無事に季節が一周した。

 秋陽高校に入学してから、クラスメイトから話しかけられる頻度が劇的に増えていた。順調に地位を確立している証拠だ。と言っても、決してこの一年間が順風満帆だったというわけではない。

 一部の気の強い人間からはガリ勉とか優等生とか、定番の陰口を叩かれることもあったし、穂花がされたように何度かノートの切れ端が入れられていたこともあった。

 ただ、その時僕はノートの切れ端を地面に投げ捨ててから、わざとみんなの前でそれを踏み潰した。

 すると隣にいた茜が「楓ってキレると意外とこえーのな」なんて、教室中に聞こえるように言ってくれたおかげで、陰湿な嫌がらせがこれ以上発展することはなかった。

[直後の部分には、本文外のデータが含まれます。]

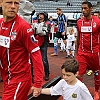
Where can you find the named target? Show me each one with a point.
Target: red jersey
(15, 66)
(89, 34)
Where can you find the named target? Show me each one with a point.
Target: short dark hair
(71, 65)
(88, 3)
(58, 9)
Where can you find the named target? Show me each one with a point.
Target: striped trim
(17, 91)
(36, 49)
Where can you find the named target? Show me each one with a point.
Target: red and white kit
(16, 43)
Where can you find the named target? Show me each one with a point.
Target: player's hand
(36, 91)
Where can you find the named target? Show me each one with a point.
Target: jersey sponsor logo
(29, 30)
(74, 95)
(33, 39)
(4, 41)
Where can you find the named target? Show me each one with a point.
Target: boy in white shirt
(70, 47)
(69, 87)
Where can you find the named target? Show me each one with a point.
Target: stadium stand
(50, 6)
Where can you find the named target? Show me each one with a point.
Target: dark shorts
(59, 35)
(88, 61)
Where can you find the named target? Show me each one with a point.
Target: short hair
(71, 65)
(58, 9)
(88, 3)
(71, 29)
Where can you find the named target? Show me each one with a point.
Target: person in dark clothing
(42, 30)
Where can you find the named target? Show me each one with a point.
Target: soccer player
(88, 45)
(69, 87)
(17, 44)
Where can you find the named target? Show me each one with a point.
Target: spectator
(69, 87)
(88, 45)
(97, 14)
(18, 44)
(70, 48)
(42, 30)
(55, 47)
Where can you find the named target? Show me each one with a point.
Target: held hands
(36, 91)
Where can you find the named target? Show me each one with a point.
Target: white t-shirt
(76, 92)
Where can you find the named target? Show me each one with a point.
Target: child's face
(69, 77)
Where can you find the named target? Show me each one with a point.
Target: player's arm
(32, 47)
(85, 94)
(45, 91)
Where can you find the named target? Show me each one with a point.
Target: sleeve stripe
(36, 49)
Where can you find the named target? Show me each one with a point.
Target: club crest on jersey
(13, 35)
(33, 39)
(94, 24)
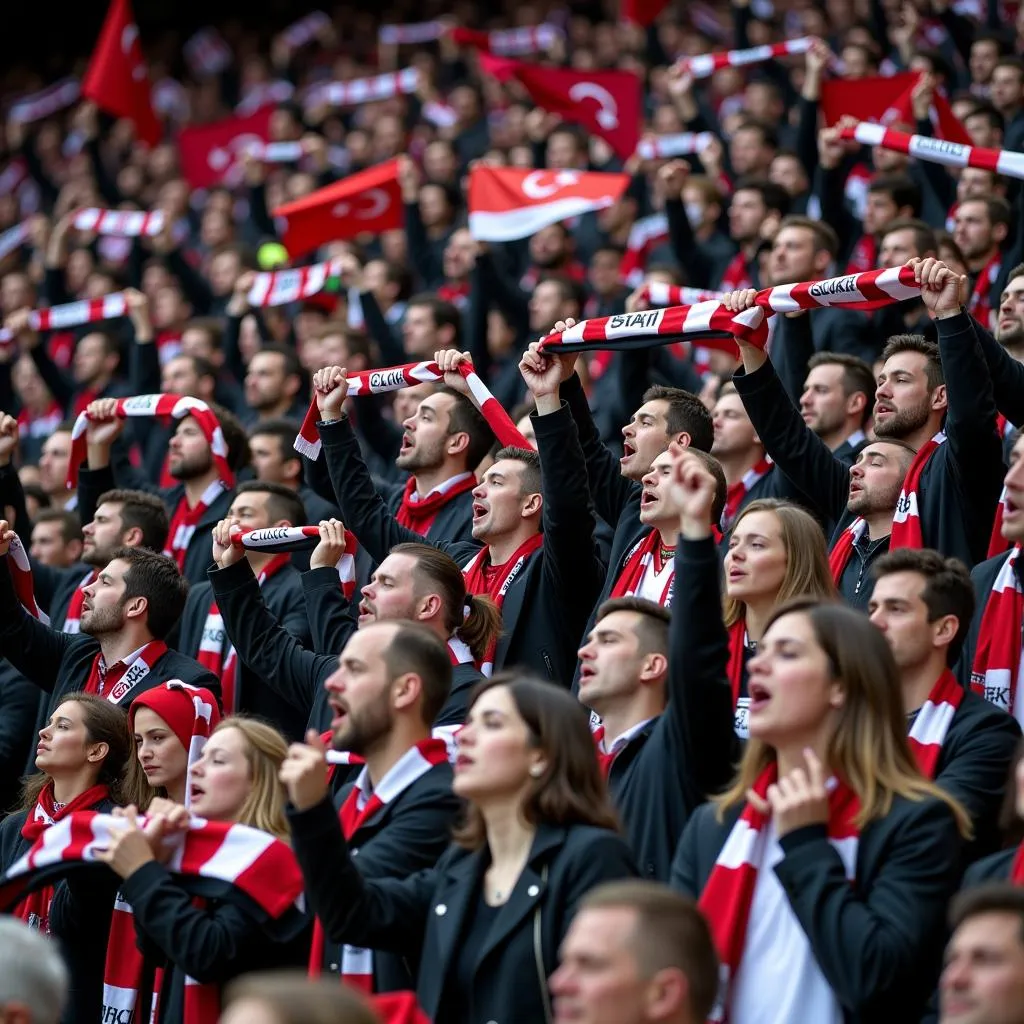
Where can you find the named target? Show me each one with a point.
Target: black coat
(879, 941)
(276, 656)
(424, 915)
(283, 594)
(406, 836)
(60, 663)
(547, 603)
(960, 485)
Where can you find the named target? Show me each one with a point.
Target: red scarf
(843, 548)
(121, 678)
(216, 651)
(357, 965)
(419, 514)
(476, 573)
(646, 553)
(906, 521)
(728, 895)
(736, 494)
(35, 908)
(997, 655)
(933, 721)
(185, 519)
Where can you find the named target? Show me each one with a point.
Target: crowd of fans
(367, 657)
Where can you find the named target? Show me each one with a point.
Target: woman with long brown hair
(825, 868)
(485, 924)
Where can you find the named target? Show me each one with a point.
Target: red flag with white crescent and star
(366, 203)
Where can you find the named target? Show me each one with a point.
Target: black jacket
(276, 656)
(283, 594)
(60, 663)
(424, 915)
(960, 485)
(669, 769)
(406, 836)
(547, 603)
(878, 942)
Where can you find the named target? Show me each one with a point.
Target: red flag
(368, 202)
(507, 203)
(605, 102)
(888, 101)
(212, 154)
(117, 80)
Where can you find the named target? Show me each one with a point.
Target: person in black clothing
(799, 938)
(128, 611)
(923, 603)
(256, 506)
(390, 683)
(922, 390)
(486, 923)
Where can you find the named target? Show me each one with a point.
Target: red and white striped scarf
(216, 651)
(122, 677)
(932, 722)
(906, 520)
(502, 579)
(997, 654)
(705, 65)
(162, 406)
(123, 223)
(359, 807)
(644, 555)
(843, 548)
(409, 375)
(727, 897)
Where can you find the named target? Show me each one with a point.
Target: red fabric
(367, 203)
(117, 80)
(607, 103)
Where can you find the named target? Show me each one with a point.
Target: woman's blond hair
(868, 749)
(807, 570)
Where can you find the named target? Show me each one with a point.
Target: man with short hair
(388, 686)
(637, 952)
(923, 603)
(56, 539)
(983, 977)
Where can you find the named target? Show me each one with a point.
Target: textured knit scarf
(418, 514)
(34, 909)
(476, 582)
(906, 522)
(997, 655)
(728, 895)
(357, 965)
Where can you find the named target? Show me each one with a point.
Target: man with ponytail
(388, 686)
(923, 603)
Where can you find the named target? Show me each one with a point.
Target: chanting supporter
(990, 663)
(127, 612)
(198, 947)
(666, 739)
(390, 682)
(255, 506)
(983, 977)
(416, 582)
(936, 398)
(775, 552)
(205, 488)
(923, 604)
(827, 794)
(486, 923)
(877, 478)
(532, 547)
(636, 951)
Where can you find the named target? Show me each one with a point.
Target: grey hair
(32, 972)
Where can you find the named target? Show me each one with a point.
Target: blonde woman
(825, 868)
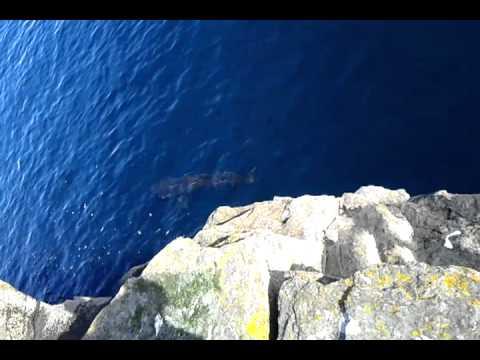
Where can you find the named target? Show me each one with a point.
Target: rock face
(414, 301)
(190, 292)
(24, 318)
(374, 264)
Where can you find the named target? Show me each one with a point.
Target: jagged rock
(367, 236)
(447, 228)
(134, 272)
(414, 301)
(305, 217)
(190, 292)
(373, 195)
(24, 318)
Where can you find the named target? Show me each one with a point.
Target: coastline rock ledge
(374, 264)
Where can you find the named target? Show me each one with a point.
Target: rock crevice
(373, 264)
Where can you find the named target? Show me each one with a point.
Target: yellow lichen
(368, 309)
(385, 281)
(258, 326)
(381, 328)
(406, 293)
(475, 302)
(416, 333)
(445, 336)
(457, 282)
(403, 278)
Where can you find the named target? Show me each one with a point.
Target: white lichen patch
(448, 244)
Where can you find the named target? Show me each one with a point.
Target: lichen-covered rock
(367, 236)
(373, 195)
(447, 228)
(414, 301)
(191, 292)
(305, 217)
(306, 310)
(24, 318)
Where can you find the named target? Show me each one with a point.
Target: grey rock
(439, 217)
(191, 292)
(413, 301)
(24, 318)
(134, 272)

 日野楓はガチギレすると何をしでかすかわからない。そういうラベルが貼れたおかげで、身を護ることに成功したのだ。

 それに、できることは何でもやった。

 去年は一年生ながら担任の先生に勧められて生徒会にも立候補したし、掛け持ちでボランティア部にも入った。全部内申点を上げるための打算的行動に過ぎないけれど。

 忙しくなるにつれて、オンラインゲームをする時間が取れなくなってきた。けれど完全に辞めることをしたくはない。息抜きも必要だと思っていたのもあるけど、一番の理由は、穂花との接点を消したくなかったからだ。

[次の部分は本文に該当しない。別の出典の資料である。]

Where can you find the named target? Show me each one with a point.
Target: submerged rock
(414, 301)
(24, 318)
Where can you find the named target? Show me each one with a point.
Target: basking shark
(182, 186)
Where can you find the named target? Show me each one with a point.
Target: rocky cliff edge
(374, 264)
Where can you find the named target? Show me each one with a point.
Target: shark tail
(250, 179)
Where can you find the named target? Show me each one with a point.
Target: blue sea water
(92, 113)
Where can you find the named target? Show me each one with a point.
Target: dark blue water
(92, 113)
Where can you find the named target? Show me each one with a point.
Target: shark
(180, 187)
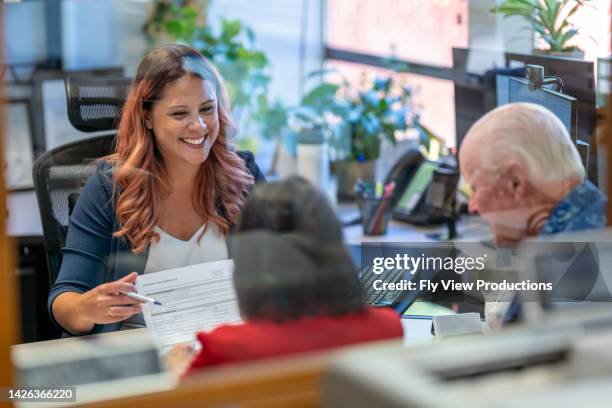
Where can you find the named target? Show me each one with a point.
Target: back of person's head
(526, 132)
(290, 261)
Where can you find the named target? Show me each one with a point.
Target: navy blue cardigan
(92, 256)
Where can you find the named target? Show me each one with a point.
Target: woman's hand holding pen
(106, 304)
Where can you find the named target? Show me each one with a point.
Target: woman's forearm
(67, 313)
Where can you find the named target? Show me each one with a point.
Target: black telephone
(424, 190)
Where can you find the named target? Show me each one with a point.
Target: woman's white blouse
(170, 252)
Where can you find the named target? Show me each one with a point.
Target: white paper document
(193, 298)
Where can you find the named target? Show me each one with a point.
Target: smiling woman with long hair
(167, 197)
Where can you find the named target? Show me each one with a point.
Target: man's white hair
(531, 133)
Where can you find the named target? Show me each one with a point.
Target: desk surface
(469, 227)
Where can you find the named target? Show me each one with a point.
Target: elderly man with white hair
(526, 175)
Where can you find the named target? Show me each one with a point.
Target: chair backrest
(94, 103)
(59, 175)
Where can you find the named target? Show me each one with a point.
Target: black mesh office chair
(94, 104)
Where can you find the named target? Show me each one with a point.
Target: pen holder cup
(375, 214)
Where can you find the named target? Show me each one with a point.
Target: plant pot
(349, 172)
(574, 54)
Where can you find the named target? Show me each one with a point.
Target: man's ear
(147, 119)
(519, 179)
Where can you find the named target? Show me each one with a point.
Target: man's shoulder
(582, 209)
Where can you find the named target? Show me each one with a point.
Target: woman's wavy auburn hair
(223, 181)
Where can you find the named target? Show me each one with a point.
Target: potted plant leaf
(550, 19)
(232, 49)
(357, 122)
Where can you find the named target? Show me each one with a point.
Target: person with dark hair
(296, 283)
(166, 198)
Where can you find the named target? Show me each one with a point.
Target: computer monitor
(563, 106)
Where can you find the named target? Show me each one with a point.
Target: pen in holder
(375, 207)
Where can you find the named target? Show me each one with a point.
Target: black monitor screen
(563, 106)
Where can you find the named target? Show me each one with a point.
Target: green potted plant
(550, 19)
(356, 123)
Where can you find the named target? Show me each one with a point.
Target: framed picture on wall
(18, 152)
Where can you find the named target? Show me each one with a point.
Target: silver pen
(136, 296)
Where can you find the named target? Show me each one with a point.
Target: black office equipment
(563, 106)
(59, 175)
(475, 95)
(95, 104)
(428, 199)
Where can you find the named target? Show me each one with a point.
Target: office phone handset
(425, 190)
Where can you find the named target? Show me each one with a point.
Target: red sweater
(260, 339)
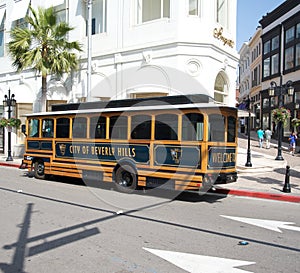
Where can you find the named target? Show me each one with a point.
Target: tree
(43, 46)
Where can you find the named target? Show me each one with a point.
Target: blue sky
(249, 12)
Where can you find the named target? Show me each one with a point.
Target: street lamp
(280, 91)
(248, 105)
(9, 101)
(89, 47)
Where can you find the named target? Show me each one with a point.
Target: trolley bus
(175, 142)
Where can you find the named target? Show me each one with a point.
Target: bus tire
(126, 179)
(39, 169)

 穂花に対する嫌がらせの頻度は、夏を過ぎたあたりから明らかに増えていた。

 机の中にゴミを入れられているのはまだ可愛い方で、ひどい時にはゴミ箱からノートや教科書が見つかることもあった。

 高校生にもなって、こんなに子供じみたことをする奴がまだクラスの中にいると思うとそれだけで腹が立つ。でも、それを見て見ぬ振りする自分がそんなことを言う権利なんて無い。